IFT Show Announces 2013 Innovation Winners

July 15, 2013

The 2013 winners are Glanbia Nutritionals, Nizo Food Research, PerkinElmer, and Tate & Lyle.

Winners of the Institute of Food Technologists’ (IFT) 2013 Food Expo Innovation Awards were presented on Sunday, July 14, 2013. Companies exhibiting at the IFT Annual Meeting & Food Expo-which takes place through tomorrow, July 16, in Chicago-were eligible to enter. The awards recognize products, ingredients, technologies, instrumentation, equipment, and services commercially introduced after January 1, 2012. The 2013 winners are Glanbia Nutritionals, Nizo Food Research, PerkinElmer, and Tate & Lyle.

Glanbia Nutritionals (Fitchburg, WI) won for its Optisol 3000 egg-replacement system, which can substitute eggs 100% in bakery products, without affecting a product’s appearance, taste, and texture. The system is based on whey protein concentrate and milled flaxseed.

Nizo Food Research (Ede, Netherlands) won for sensory technology that can “help predict the sensory effects of food innovations.” For instance, just by measuring the sound of the tongue rubbing against food, the technology can judge the creaminess or astringency of foods and food prototypes.

Technology firm PerkinElmer (Waltham, MA) received an award for its AxION DSA/TOF mass spectrometry system, which enables direct analysis of food samples in seconds. The system is said to eliminate time-consuming sample preparation steps and front-end gas or liquid chromatography.
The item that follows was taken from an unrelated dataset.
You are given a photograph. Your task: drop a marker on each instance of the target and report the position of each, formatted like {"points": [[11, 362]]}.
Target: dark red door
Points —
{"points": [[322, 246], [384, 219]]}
It can be used for rapid measurement of food adulteration, contamination, and characterization, with minimal sample preparation and no chromatography, the firm says. Applications include characterizing caffeine in beverages, capsaicin in peppers and hot sauces, vanillin in vanilla extracts, and curcumin in turmeric powder.

Finally, ingredients firm Tate & Lyle (London) won for its Soda-Lo salt microspheres, designed to cut salt content by 25–50%, without changing taste. Using Soda-Lo, standard salt crystals are turned into free-flowing hollow crystalline microspheres, which maximize surface area relative to volume-and, thus, maximize salty flavor.